“The European Maritime and Fisheries Fund (EMFF) is a key to ensuring proper implementation of the Common Fisheries Policy objectives. In the past its effectiveness was undermined by complex rules and red tape, but the Council is committed to make it a flexible and workable tool at the service of European fishermen” said Petre DAEA, Romanian Minister of Agriculture and Rural Development and President of the Council, during the ongoing negotiations at the EMFF Budget Council for the next period 2021-2027.
The EMFF: What is it?
The Common Fisheries Policy (CFP) sets out a series of rules to manage the European fishing fleet and conserve fish stocks through major areas of actions. The CFP is mainly financed through the EMFF, one of the 5 European Structural and Investment Funds (ESIF).
The EMFF thus aims to encourage innovative and competitive fishing. Under the ESIF partnership agreements between the European Commission and each Member State, a part of the total EMFF budget is allocated to each State proportionally to its fisheries and aquaculture sector size.
The EMFF 2014-2020: A modest budget and a minor use of funds
In the current 2014-2020 programming period, the EMFF has been the “financial youngest” of the ESIF. Indeed, with a budget of 6 billion euro, it was less well endowed than the ERDF (279 billion euro), the EAFRD (151 billion euro), the ESF (121 billion euro) and the Cohesion Fund (75 billion euro). Even if it targets a more specific area than its peers, its budget remains unambitious in terms of meeting the Fund’s priorities: the competitiveness of fisheries and aquaculture enterprises (3.6 billion euro within the EMFF budget), environmental protection and resources efficiency (3 billion euro), quality and sustainability of employment (830 million euro) and a low carbon economy (150 million euro).
As regards to funds distribution, the widest allocations are provided to the States having the largest coastlines and the main fishing and aquaculture industries, such as Spain (1.5 billion euro), Italy (980 million euro), France (774 million euro) and Poland (700 million euro).

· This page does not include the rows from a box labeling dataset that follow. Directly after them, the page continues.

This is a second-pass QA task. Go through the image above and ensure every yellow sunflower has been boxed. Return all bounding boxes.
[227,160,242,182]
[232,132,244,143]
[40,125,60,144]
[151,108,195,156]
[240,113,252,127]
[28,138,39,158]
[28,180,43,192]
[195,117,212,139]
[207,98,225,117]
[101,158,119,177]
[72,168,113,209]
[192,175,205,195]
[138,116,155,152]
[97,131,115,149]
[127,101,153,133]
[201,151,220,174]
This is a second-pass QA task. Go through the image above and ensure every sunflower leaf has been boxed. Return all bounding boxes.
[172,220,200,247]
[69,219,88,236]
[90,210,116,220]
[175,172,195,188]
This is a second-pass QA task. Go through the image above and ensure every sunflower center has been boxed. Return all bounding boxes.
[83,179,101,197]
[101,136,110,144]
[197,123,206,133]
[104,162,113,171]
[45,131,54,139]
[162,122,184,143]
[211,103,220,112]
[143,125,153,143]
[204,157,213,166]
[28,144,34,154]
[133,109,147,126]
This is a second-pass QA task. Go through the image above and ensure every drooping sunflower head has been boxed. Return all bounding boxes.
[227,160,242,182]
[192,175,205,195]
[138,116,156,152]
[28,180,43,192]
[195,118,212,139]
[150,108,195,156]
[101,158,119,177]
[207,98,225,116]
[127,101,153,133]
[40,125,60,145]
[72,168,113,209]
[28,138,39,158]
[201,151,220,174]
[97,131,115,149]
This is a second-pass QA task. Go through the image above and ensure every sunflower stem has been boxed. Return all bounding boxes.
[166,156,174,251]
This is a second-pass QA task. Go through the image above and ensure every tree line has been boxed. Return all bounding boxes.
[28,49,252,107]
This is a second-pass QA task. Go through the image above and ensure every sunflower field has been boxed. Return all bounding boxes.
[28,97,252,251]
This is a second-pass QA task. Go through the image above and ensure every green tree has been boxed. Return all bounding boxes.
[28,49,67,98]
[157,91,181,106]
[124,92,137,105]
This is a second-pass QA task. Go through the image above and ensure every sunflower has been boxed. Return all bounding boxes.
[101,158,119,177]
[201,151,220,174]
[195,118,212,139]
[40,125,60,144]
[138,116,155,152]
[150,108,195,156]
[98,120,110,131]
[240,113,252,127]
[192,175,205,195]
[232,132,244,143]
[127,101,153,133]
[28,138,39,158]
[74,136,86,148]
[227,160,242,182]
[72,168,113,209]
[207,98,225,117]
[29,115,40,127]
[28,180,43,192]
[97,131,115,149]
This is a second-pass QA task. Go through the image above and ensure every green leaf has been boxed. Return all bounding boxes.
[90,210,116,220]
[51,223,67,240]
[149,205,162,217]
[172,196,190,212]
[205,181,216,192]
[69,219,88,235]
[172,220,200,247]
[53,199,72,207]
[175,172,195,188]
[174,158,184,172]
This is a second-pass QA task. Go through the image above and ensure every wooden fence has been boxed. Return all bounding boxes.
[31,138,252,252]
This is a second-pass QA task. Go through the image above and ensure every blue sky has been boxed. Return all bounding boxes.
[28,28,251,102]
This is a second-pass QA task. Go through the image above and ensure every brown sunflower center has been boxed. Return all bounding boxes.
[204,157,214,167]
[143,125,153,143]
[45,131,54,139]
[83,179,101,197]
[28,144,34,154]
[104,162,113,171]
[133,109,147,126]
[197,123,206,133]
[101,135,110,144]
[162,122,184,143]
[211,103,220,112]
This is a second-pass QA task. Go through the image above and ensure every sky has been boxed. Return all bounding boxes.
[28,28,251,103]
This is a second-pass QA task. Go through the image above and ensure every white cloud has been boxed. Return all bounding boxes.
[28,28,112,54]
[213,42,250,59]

While the EMFF budget is well below other structural funds, the main problem is related to the minor use of funds within States. In 2018, 40% of the resources were allocated, but only 18% of the annual budget has been actually spent to selected projects. This underutilisation issue affects all of the ESIFs, but the EMFF is the most affected.
However, many important projects have been launched, linked to the protection of Natura 2000 areas, blue growth or the development of new fisheries resources.
The EMFF 2021-2027: Which EU fisheries strategy?
The EMFF budget for 2021-2027 is the only one remaining unchanged, unlike the other structural funds for which the European Commission has proposed a reduction – except for the ERDF – in the negotiation of the multiannual financial framework context. Thus, the EMFF budget would reach 6 million euro for the same objectives as for 2014-2020.
However, there is a significant change: some changes could be made to the structure of the EMFF to make it more flexible. Indeed, the measures and eligibility rules would no longer be defined at EU level, but each State would draw up itself a specific action programme to its own territorial realities. This is intended to facilitate access to funds by simplifying the administrative process. Would this greater autonomy given to Member States and their regions be a solution to increase the use of funds and then effectively respond the issue of underutilisation?